The layouts of restaurants were designed for relaxation and entertainment. The staff itself was not limited to one overall demographic. They could be very young or older, some looked retired but they were working and held in the same regards as any other job. There was no stigma attached for being 40 and waiting tables. In fact my favorite service workers were the ones who had families and were older, they believed in their line of work as much as a teacher or engineer would.
The European’s most favorably let their food speak for themselves. Not even in a café would you dare here the question “Was your food all right? Was everything ok?” because damn it, if the food wasn’t good then there’s something wrong with your taste pallet.

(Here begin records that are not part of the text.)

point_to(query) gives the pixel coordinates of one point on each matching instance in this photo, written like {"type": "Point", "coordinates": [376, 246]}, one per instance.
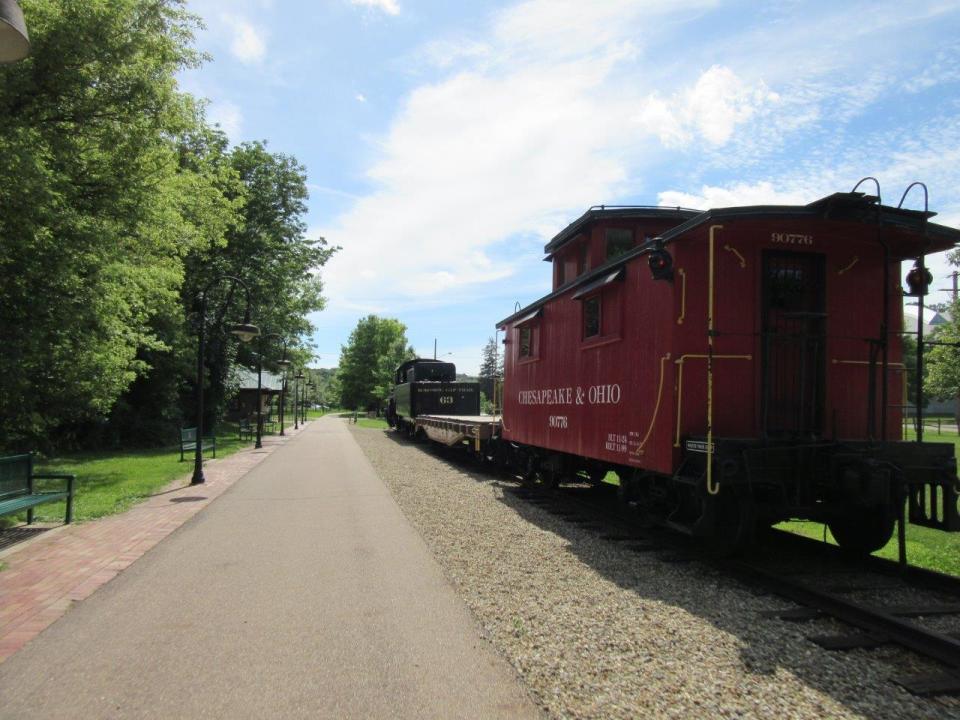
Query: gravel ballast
{"type": "Point", "coordinates": [598, 631]}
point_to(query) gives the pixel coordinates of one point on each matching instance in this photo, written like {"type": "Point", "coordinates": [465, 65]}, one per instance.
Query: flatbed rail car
{"type": "Point", "coordinates": [477, 431]}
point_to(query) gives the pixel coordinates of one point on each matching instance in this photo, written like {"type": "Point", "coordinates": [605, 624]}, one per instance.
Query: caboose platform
{"type": "Point", "coordinates": [453, 429]}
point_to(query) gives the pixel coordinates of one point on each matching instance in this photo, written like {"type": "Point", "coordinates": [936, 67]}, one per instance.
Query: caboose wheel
{"type": "Point", "coordinates": [543, 479]}
{"type": "Point", "coordinates": [862, 530]}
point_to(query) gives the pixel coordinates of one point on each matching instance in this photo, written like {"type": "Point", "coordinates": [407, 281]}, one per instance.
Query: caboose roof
{"type": "Point", "coordinates": [615, 212]}
{"type": "Point", "coordinates": [906, 231]}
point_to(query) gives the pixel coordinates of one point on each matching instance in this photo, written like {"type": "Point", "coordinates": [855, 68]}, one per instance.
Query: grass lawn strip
{"type": "Point", "coordinates": [110, 482]}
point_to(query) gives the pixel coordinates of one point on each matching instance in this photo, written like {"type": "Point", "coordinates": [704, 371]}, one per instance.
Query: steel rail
{"type": "Point", "coordinates": [923, 641]}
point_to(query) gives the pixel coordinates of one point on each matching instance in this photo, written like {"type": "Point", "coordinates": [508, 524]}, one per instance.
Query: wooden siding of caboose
{"type": "Point", "coordinates": [853, 269]}
{"type": "Point", "coordinates": [597, 397]}
{"type": "Point", "coordinates": [588, 249]}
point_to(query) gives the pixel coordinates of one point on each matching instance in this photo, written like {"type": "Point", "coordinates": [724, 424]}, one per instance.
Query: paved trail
{"type": "Point", "coordinates": [301, 592]}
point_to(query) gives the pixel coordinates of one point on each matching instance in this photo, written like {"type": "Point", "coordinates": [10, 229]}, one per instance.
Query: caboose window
{"type": "Point", "coordinates": [619, 242]}
{"type": "Point", "coordinates": [583, 258]}
{"type": "Point", "coordinates": [526, 342]}
{"type": "Point", "coordinates": [591, 316]}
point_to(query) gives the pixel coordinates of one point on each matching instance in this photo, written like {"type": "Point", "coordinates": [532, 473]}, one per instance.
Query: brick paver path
{"type": "Point", "coordinates": [43, 578]}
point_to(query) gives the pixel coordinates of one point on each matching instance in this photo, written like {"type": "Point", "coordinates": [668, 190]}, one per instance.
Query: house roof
{"type": "Point", "coordinates": [246, 379]}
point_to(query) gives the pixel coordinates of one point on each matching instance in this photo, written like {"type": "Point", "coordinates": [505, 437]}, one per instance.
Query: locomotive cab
{"type": "Point", "coordinates": [429, 387]}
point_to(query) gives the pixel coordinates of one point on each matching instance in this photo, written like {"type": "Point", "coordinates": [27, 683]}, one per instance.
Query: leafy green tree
{"type": "Point", "coordinates": [491, 363]}
{"type": "Point", "coordinates": [269, 250]}
{"type": "Point", "coordinates": [367, 363]}
{"type": "Point", "coordinates": [97, 212]}
{"type": "Point", "coordinates": [942, 361]}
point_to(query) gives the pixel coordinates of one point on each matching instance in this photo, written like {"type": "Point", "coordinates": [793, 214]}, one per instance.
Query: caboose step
{"type": "Point", "coordinates": [678, 527]}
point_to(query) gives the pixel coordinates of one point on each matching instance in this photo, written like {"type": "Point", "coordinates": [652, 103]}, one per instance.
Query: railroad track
{"type": "Point", "coordinates": [820, 579]}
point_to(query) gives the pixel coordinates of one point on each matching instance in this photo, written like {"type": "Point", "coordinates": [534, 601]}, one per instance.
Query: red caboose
{"type": "Point", "coordinates": [734, 367]}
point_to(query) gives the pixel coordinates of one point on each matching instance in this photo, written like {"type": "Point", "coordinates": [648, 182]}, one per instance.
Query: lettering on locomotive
{"type": "Point", "coordinates": [791, 239]}
{"type": "Point", "coordinates": [608, 394]}
{"type": "Point", "coordinates": [616, 442]}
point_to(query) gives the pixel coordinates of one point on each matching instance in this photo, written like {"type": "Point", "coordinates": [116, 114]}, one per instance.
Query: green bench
{"type": "Point", "coordinates": [18, 492]}
{"type": "Point", "coordinates": [188, 442]}
{"type": "Point", "coordinates": [245, 427]}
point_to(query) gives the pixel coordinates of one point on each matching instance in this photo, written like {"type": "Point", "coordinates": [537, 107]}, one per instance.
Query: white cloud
{"type": "Point", "coordinates": [228, 116]}
{"type": "Point", "coordinates": [712, 108]}
{"type": "Point", "coordinates": [391, 7]}
{"type": "Point", "coordinates": [247, 44]}
{"type": "Point", "coordinates": [561, 105]}
{"type": "Point", "coordinates": [735, 195]}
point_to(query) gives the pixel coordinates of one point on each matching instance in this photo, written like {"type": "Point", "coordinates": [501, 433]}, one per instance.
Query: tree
{"type": "Point", "coordinates": [268, 249]}
{"type": "Point", "coordinates": [942, 361]}
{"type": "Point", "coordinates": [367, 363]}
{"type": "Point", "coordinates": [95, 207]}
{"type": "Point", "coordinates": [491, 364]}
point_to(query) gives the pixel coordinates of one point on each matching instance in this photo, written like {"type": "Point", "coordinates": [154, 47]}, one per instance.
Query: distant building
{"type": "Point", "coordinates": [245, 403]}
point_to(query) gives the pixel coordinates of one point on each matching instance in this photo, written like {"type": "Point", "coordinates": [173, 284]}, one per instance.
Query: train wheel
{"type": "Point", "coordinates": [863, 530]}
{"type": "Point", "coordinates": [543, 479]}
{"type": "Point", "coordinates": [632, 498]}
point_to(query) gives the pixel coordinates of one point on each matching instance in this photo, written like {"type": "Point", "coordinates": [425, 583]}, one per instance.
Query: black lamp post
{"type": "Point", "coordinates": [245, 331]}
{"type": "Point", "coordinates": [296, 399]}
{"type": "Point", "coordinates": [310, 385]}
{"type": "Point", "coordinates": [283, 397]}
{"type": "Point", "coordinates": [283, 363]}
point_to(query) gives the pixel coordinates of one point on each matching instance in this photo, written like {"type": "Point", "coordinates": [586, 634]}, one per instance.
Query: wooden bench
{"type": "Point", "coordinates": [17, 490]}
{"type": "Point", "coordinates": [188, 442]}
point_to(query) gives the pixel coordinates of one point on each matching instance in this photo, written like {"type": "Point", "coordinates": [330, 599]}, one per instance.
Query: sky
{"type": "Point", "coordinates": [446, 142]}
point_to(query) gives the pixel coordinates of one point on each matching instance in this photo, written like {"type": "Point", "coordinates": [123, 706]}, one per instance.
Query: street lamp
{"type": "Point", "coordinates": [245, 331]}
{"type": "Point", "coordinates": [283, 364]}
{"type": "Point", "coordinates": [309, 385]}
{"type": "Point", "coordinates": [14, 42]}
{"type": "Point", "coordinates": [296, 399]}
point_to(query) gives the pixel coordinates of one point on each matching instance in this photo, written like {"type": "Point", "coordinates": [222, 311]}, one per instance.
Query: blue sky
{"type": "Point", "coordinates": [445, 143]}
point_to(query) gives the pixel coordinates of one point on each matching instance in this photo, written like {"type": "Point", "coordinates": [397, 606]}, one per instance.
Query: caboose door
{"type": "Point", "coordinates": [793, 336]}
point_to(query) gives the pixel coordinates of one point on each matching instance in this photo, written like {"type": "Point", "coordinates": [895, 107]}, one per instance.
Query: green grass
{"type": "Point", "coordinates": [377, 423]}
{"type": "Point", "coordinates": [927, 548]}
{"type": "Point", "coordinates": [110, 482]}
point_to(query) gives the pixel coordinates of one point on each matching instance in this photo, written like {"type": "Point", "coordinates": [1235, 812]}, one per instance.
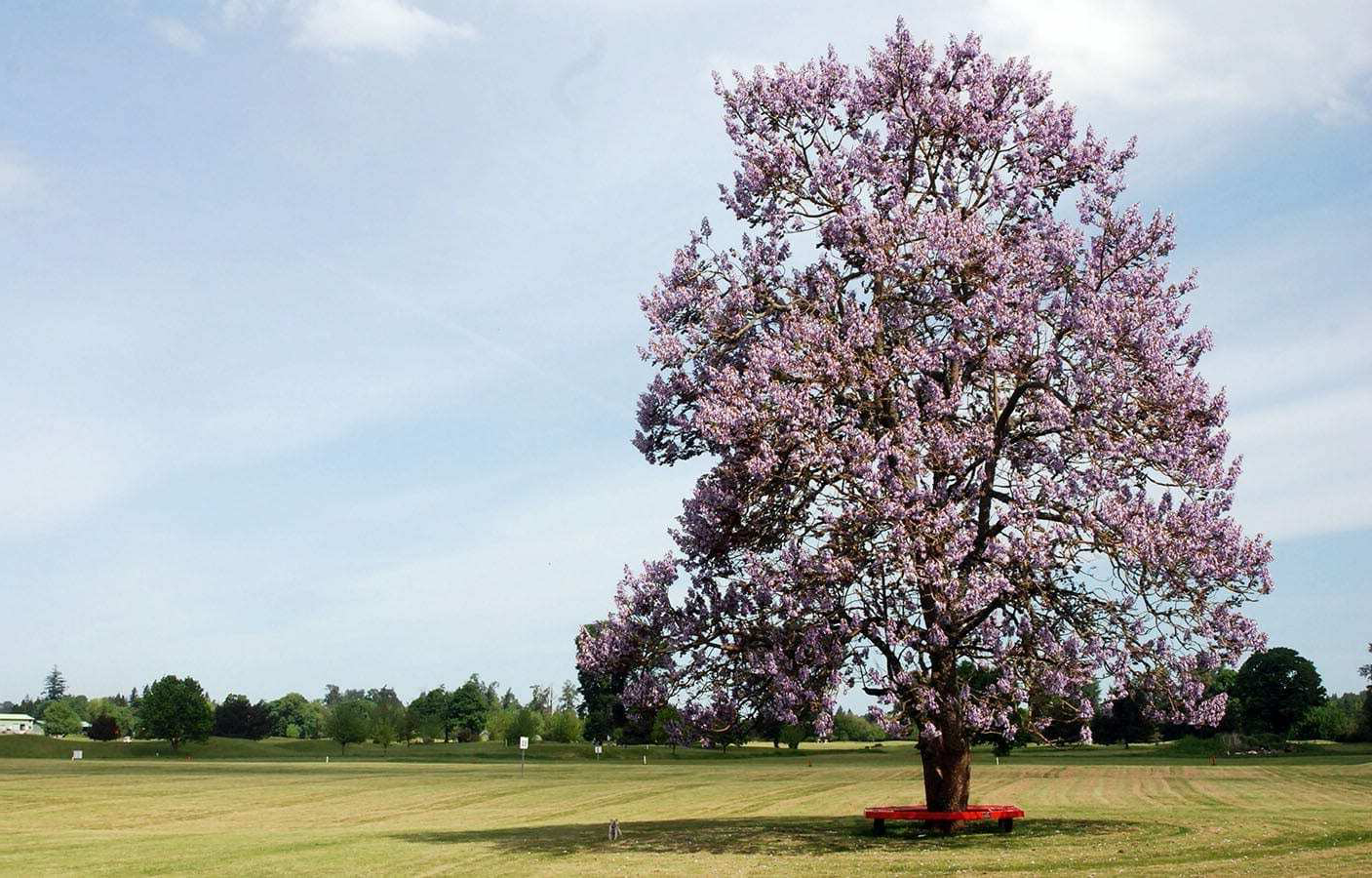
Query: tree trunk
{"type": "Point", "coordinates": [947, 777]}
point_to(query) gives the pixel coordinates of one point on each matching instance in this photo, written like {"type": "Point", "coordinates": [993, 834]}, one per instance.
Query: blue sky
{"type": "Point", "coordinates": [319, 318]}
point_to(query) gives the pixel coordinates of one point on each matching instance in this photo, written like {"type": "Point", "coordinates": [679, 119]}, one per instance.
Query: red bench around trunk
{"type": "Point", "coordinates": [1003, 814]}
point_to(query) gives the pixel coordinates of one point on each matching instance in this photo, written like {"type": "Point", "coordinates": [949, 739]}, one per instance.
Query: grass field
{"type": "Point", "coordinates": [464, 811]}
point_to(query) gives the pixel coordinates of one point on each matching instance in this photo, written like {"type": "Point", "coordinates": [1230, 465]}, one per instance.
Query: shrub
{"type": "Point", "coordinates": [103, 728]}
{"type": "Point", "coordinates": [349, 722]}
{"type": "Point", "coordinates": [59, 719]}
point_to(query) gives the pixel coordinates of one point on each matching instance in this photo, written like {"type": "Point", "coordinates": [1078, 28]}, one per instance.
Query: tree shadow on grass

It was just assumed, rather it was known, that the food that was served was good. It’s a pride in the presentation of food that went from a process of production to a luxury for your stomach. It didn’t matter the class or star rating of the restaurant, in fact the more expensive we ate the more we found that it was just the portion size that changed and not the flavor. It was consistent everywhere that food was a luxury as well as a necessity, something to be savored rather than consumed.
We had exchanged the fast pace of American life style for the liberty to wander and divulge in the comforts of food on our own time. We went from a place where money and time are equal in the truest way to a place where time is irreplaceable and outweighs money. In the extreme form, what good is money if you’re going to die tomorrow?
For a continent so plagued by its past, so haunted by the reality of death and economic depression, I think Europe’s figured out something that Americans so boldly pass up. And that is the present, living in the moment as cliché as that sounds. We’re always planning for the future, worrying about the past, checking our watches and trying to do 12 different things at once. Most likely all of that is motivated by money and quite frankly I think it’s prohibited us in seeing how lucky we are to be free and alive. We expect to be fast and successful. When other people lack those qualities in efficiency, we view them as slow and careless.
Our waitress at the steak house was no Hare in the race, but she did her job and left us be. It was mostly her timing that was off. Reacting to questions slowly and interjecting prematurely but she was operating in a whole different relevance to life than we were. Our business was strict and we were moving towards a goal of accomplishing matters at hand. She was meeting the requirements of her job and getting lost in the weather. What built was the tension, the expectation of something and not receiving the sufficient treatment at a restaurant. It was the concern that robbed me of the moment. The judgment that I could do a better job that distracted me from the sunshine and creative atmosphere.
Money in relevance to time consumed my thoughts. She had wasted my time and therefore I wasted her money as I harshly wrote less than %20 for her tip. Maybe I am bitter after all. As the world turns quickly I need to remember that the moment exceeds the money. Vacation won’t you take me back and shake me of this greed and stupidity?